DISCIPLINA: METODOLOGIA DE PROJETOS

PROFESSOR(A): CHEILA DA SILVA

FICHAMENTO DESTAQUES/ REFERENTE DE OBRA CIENTIFICA

1 Nome do autor do fichamento:

PELISOLI, Cátula da Luz. DELL` AGLIO, Débora Dalbosco. HERMAN, Steve.

2 Obra/ artigo/ ensaio em fichamento:

A Psicologia Jurídica e as suas interfaces: um panorama atual

3 Especificação do referente utilizado:

Abuso sexual contra crianças e adolescentes.

4 Resumo da obra:

CAPÍTULO 6 – Sete erros na avaliação de situações de abuso sexual contra crianças e


adolescentes.

“O abuso sexual é definido pela World Health Organization (WHO) como comportamento de
um perpetrador, homem ou mulher, que submeta a criança ou adolescente à atividade de
cunho sexual para a qual a vítima não pode consentir (WHO, 2006).
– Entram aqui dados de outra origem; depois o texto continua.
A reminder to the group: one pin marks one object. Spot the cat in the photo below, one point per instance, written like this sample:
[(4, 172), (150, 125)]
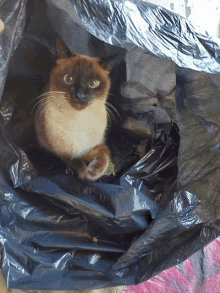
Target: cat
[(71, 117)]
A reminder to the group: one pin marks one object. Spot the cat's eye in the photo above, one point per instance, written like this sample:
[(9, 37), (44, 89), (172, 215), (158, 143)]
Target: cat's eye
[(94, 83), (68, 79)]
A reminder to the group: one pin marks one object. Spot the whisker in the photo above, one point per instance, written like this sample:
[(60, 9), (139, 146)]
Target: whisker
[(44, 100)]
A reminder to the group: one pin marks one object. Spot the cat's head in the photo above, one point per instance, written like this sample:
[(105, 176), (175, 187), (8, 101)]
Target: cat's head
[(82, 78)]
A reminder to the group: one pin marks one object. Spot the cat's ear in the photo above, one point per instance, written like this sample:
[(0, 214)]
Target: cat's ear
[(108, 62), (62, 51)]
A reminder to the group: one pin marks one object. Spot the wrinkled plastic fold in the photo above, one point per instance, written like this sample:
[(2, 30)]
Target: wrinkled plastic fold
[(161, 203)]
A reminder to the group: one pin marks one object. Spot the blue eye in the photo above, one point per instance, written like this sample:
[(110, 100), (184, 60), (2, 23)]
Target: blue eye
[(68, 79)]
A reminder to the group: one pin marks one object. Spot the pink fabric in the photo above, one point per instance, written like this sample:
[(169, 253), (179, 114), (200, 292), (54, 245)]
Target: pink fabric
[(198, 274)]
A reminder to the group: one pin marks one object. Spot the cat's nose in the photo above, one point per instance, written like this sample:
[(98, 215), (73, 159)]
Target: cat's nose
[(81, 95)]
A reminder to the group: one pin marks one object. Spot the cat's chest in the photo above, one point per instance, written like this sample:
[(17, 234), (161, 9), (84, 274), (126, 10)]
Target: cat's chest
[(76, 132)]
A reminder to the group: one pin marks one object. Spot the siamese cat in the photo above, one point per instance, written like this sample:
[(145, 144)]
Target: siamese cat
[(71, 116)]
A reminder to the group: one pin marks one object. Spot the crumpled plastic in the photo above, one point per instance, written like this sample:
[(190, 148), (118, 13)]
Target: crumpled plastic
[(60, 233)]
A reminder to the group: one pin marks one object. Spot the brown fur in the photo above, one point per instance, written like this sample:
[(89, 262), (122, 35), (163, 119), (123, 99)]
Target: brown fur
[(75, 131)]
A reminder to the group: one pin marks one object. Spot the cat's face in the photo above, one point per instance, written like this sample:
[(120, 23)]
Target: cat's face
[(83, 79)]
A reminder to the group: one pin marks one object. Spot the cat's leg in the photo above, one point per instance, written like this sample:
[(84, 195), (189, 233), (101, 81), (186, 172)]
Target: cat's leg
[(98, 161), (91, 166)]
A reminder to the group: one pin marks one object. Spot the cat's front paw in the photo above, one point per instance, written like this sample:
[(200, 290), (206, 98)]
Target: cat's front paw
[(95, 169)]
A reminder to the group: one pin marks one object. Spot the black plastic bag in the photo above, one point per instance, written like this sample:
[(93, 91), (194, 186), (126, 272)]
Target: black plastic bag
[(59, 233)]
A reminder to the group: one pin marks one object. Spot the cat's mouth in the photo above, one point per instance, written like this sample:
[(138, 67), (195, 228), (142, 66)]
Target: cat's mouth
[(80, 102)]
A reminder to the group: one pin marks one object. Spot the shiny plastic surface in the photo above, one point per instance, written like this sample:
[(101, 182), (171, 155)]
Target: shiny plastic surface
[(60, 233)]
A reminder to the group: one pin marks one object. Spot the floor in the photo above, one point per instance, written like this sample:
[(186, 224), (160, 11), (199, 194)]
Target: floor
[(200, 13)]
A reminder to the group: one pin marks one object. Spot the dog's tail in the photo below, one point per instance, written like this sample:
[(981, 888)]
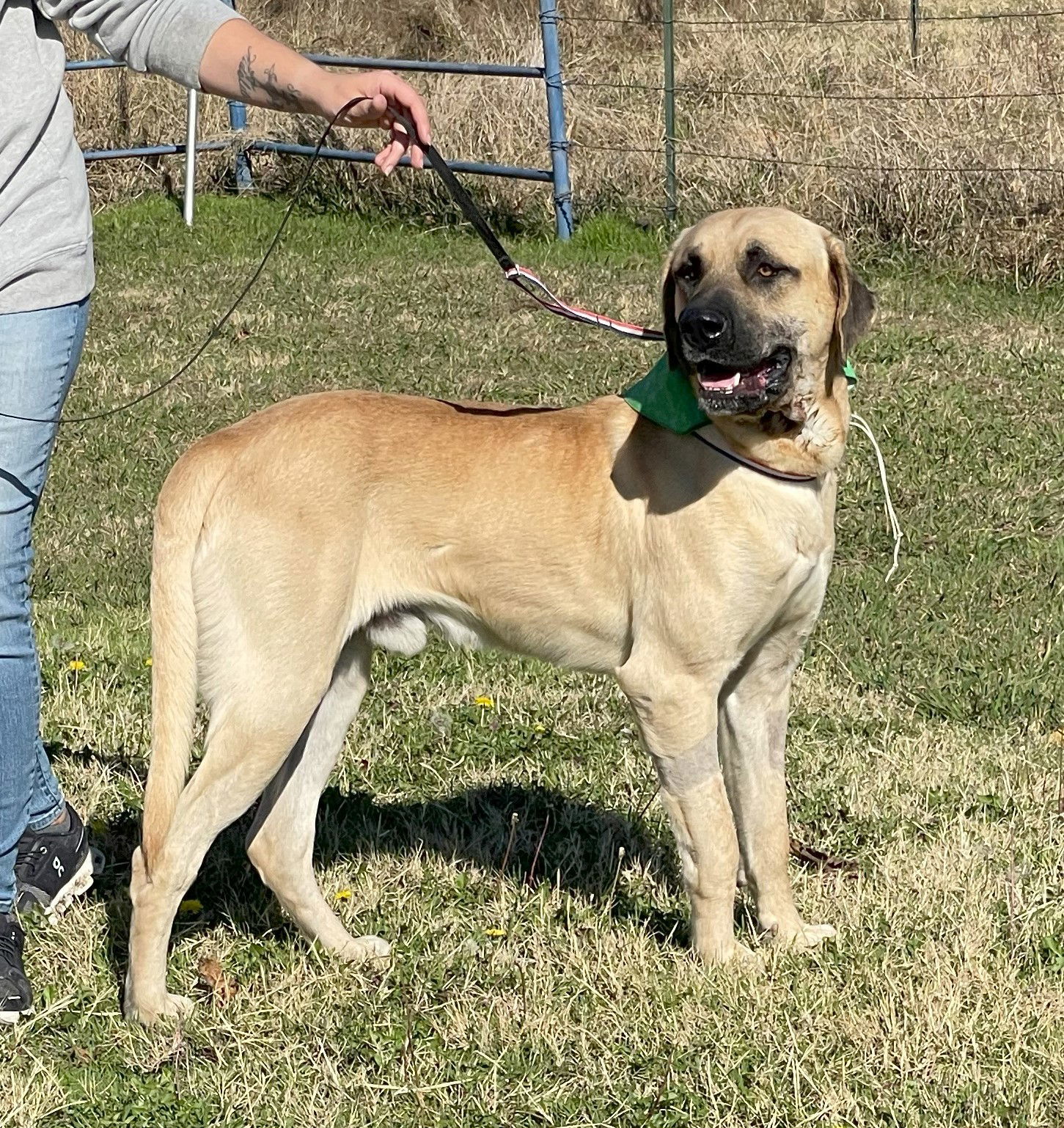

A criança ou adolescente
vítima não compreende as ações às quais está sendo submetida e não está preparada nem em
termos de seu desenvolvimento físico tampouco em termos de seu desenvolvimento
psicológico. O abuso sexual é definido a partir de um espectro ampliado de comportamentos
que podem ou não envolver contato físico entre agressor e vítima. Práticas voyeuristas e
exibicionistas, sejam ao vivo ou on-line, por exemplo, não envolvem contato físico, mas são
claramente práticas inadequadas para crianças e adolescentes, com prejuízos potenciais para
tais vítimas. Comportamentos que envolvem contato físico também podem ser abusivos, como
toques e carícias no corpo com intenção sexual. (p. 106)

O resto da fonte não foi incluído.